Pour l’association Taputea Ora et ses membres ainsi que pour le médecin psychiatre Johan Sebti, chef du département psychiatrie du Centre hospitalier de la Polynésie française (CHPF) et ses équipes, la prise en considération et la fin de la stigmatisation des maladies liées aux troubles mentaux est urgente, tant la situation devient préoccupante.

Alors qu’il était permis de penser que c’était pendant la crise sanitaire, notamment durant les périodes de confinement, que les risques d’impacts sur la santé mentale étaient les plus importants, il semble que ce soit l’effet inverse qui ait eu lieu et que l’après-crise ait eu des conséquences bien plus néfastes sur notre santé mentale.

Alors que nos esprits durant la crise étaient essentiellement concentrés sur la “lutte contre le Covid”, l’après-crise a pu avoir comme conséquences de réveiller des craintes et des angoisses comme l’éco-anxiété, la peur de l’avenir, les craintes économiques et sociales…

Entre 2010 et 2023, hausse de 53% des tentatives de suicide

Comme l’explique le taote Sebti, il est possible d’analyser cela de la manière suivante : “pendant le Covid, il y a eu une décharge de stress massive où les esprits étaient concentrés, focalisés sur une adversité extérieure, qui a pu faire rempart par rapport à d’autres facteurs de stress.
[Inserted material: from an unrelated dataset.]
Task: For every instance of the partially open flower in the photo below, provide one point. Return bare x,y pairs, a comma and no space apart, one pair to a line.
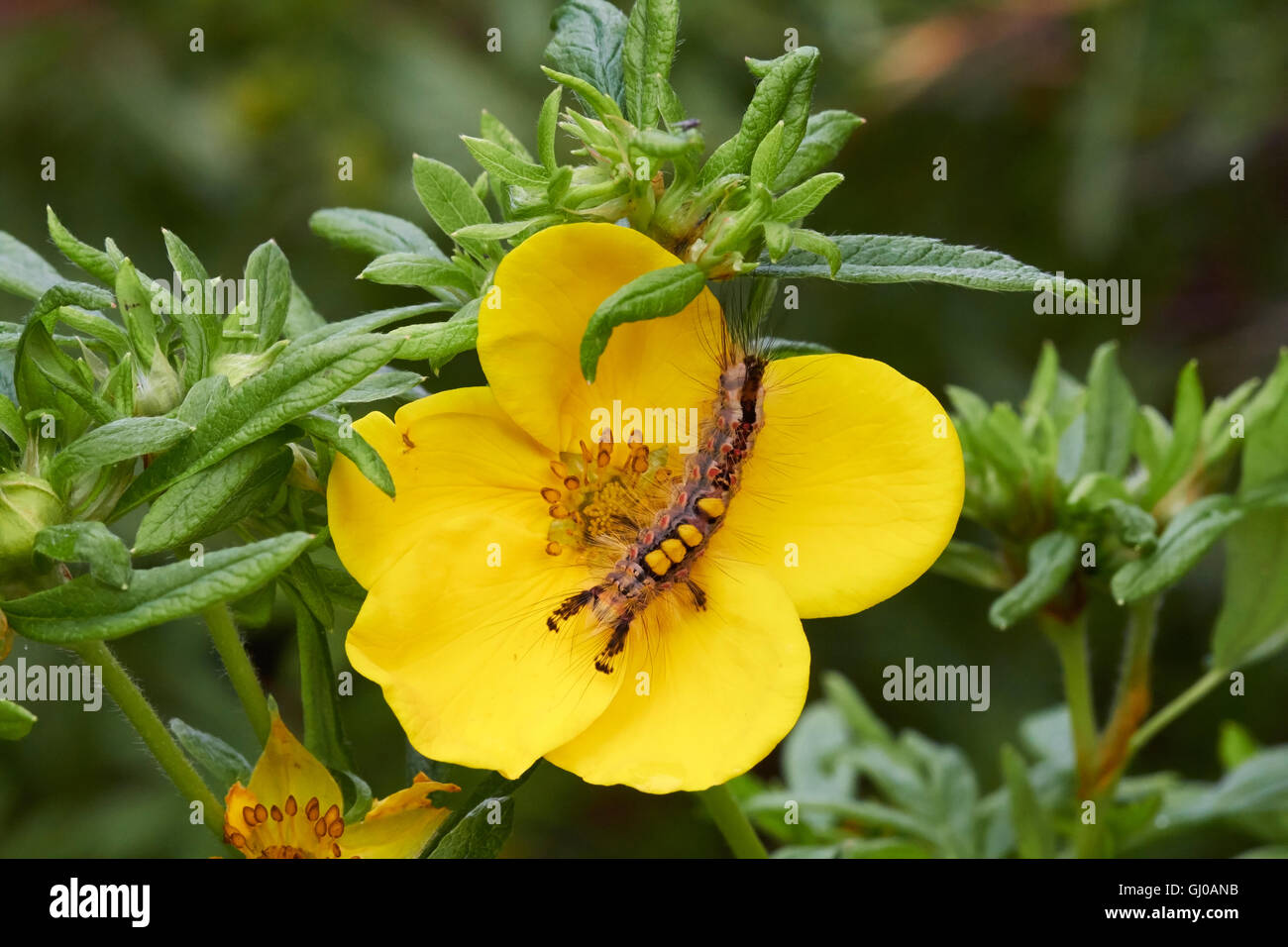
291,809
Cela aurait finalement pu avoir un impact protecteur. Et finalement, après la crise Covid, il peut y avoir eu un double impact avec une sur-sensibilité à la souffrance psychique.”

En 2017, le département psychiatrie du CHPF a comptabilisé 997 hospitalisations soit 26000 journées d’hospitalisation et 1784 actes médicaux par mois. En 2019, il y a eu 22 000 journées d’hospitalisation. En 2021, 16 000 journées avec 4000 actes médicaux par mois. En 2022, soit après la crise sanitaire, le nombre de jours d’hospitalisation a augmenté de 22 %, avec 19 500 jours d’hospitalisation. Bilan à tirer : un nombre de cas plus sévères nécessitant une hospitalisation en nette progression. Alors que la tendance était à la décroissance jusqu’à la fin du Covid, on assiste ensuite à une augmentation.

En 2010, seules 14% des personnes ayant tenté de mettre fin à leurs jours n’avaient pas de troubles mentaux connus. Aujourd’hui, c’est 50 %.
(Photo STS)

Afin d’essayer de comprendre les effets de la crise Covid sur la santé mentale, les équipes du service psychiatrique ont analysé les données liées aux tentatives de suicide sur une période de trois années, d’avril 2020 à mars 2023. Les années 2008-2010 ont servi de point de référence, ou l’incidence mesurée à l’époque était d’environ 78 tentatives pour 100 000 habitants (Etude réalisée entre 2008 et 2010 par Stéphane Amadeo : https://www.sciencedirect.com/science/article/abs/pii/S016503271500470X?via%3Dihub).

Les résultats préliminaires de l’étude, en cours de validation, montrent qu’entre avril 2020 et mars 2021, le taux mesuré était de 102/100 000 habitants, soit 30% d’augmentation. D’avril 2021 à mars 2022, le taux est en légère baisse avec 94 tentatives pour 100 000 habitants. Enfin, sur la troisième année, entre avril 2022 à mars 2023, on constate une forte progression avec 123 tentatives pour 100 000 habitants. Entre 2010 et 2023, l’augmentation du nombre de tentatives de suicide constatées est de 53 % ! Autre information importante communiquée par le médecin, l’augmentation régulière des appels reçus par la ligne d’écoute de l’association SOS Suicide : 947 en 2019 contre 1574 en 2022…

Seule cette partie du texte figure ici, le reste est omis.